53. Tidak Dikenali

1.5K 300 26
                                    

Seragam itu sedikit kotor karena bersandar pada tembok sekolah yang catnya terkelupas, rok biru yang di kenakan gadis itu berpadu dengan ikat pinggang lambang sekolah, kaos kaki serta sepatu hitam.

Pipi gadis itu mirip bakpao dengan kacamata membingkai wajahnya, dengan sembunyi-sembunyi memperhatikan beberapa siswa lain yang berasal dari kelas sebelah yang sedang duduk di bawah pohon sambil tertawa.

Gadis itu refleks tersenyum saat matanya melihat cowok dengan sepatu putih yang tertawa.
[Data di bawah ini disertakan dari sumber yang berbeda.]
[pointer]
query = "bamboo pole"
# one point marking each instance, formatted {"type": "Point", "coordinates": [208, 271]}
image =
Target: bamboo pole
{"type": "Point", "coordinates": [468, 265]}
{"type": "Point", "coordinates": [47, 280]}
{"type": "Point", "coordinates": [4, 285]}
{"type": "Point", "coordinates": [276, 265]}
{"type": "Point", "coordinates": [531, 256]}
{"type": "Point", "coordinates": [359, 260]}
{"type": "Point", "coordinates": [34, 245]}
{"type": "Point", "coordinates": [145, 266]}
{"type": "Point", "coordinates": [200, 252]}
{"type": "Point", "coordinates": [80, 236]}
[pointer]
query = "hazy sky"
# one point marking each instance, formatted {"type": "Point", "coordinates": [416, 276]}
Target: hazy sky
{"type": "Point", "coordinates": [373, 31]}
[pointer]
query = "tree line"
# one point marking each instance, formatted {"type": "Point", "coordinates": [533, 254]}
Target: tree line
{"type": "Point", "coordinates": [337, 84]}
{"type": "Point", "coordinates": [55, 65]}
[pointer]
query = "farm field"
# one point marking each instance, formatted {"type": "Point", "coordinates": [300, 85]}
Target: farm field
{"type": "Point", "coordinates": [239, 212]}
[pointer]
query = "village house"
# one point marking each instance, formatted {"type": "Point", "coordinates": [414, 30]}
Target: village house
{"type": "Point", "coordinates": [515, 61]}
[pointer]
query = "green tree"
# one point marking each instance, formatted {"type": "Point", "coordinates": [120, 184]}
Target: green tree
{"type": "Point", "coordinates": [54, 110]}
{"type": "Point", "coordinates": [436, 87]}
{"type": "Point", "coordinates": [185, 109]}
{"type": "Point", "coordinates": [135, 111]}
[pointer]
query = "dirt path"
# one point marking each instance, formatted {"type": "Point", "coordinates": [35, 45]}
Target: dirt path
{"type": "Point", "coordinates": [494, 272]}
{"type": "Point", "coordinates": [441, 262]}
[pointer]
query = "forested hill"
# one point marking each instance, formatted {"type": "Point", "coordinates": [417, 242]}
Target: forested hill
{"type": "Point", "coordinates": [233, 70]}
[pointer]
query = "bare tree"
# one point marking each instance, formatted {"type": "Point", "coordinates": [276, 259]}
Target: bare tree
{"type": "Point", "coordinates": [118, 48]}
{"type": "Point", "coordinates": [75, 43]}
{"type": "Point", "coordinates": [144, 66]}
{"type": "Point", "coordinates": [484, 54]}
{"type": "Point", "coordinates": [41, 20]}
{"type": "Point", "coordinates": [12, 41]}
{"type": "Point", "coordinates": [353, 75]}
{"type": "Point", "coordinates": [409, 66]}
Dia menyukai laki-laki itu, kalau boleh jujur. Tapi ia sadar diri, cowok itu sangat populer bahkan banyak yang menyukai cowok itu terang-terangan, tidak seperti ia yang hanya mengagumi dari jauh.

Ia sadar diri, ia tidak cantik. Pipinya sangat berisi, berkacamata serta lemak dimana-mana, tidak akan cocok bersanding dengan si populer itu.

Nama cowok itu Shadian, dia mungkin kelihatan selalu tertawa saat bersama teman-temannya, tapi pada orang lain Shadian adalah sosok yang dingin.

Sebenarnya tidak ada harapan sama sekali untuknya mendekati Shadian. Banyak rumor yang beredar jika Shadian menyukai sahabatnya sendiri, Gisell. Gisell sangat cantik, lebih ke manis bahkan banyak yang menyukai Gisell juga.

Gisell bisa dikatakan paling cantik diantara dua lain teman perempuan di geng milik Shadian. Gisell agak lebih feminim dibanding yang lain.

Menjadi yang paling di lindungi. Dia kenal dengan dua orang cewek lain yang ada di grup Shadian. Namanya Melssa dan Alinia. Keduanya baik, sesekali menyapanya jika bertemu. Tapi dia tetap tidak bisa mendekati Shadian.

Shadian menyukai Gisell.

"Jadi pacar gue."

Mata miliknya menatap laki-laki yang berdiri dengan wajah malas. Kentara sekali jika wajah Shadian tidak menyukai ini.

"K-kenapa?"

Shadian berdecak, membuat ia agak tersentak kaget. Shadian memang agak temperamen.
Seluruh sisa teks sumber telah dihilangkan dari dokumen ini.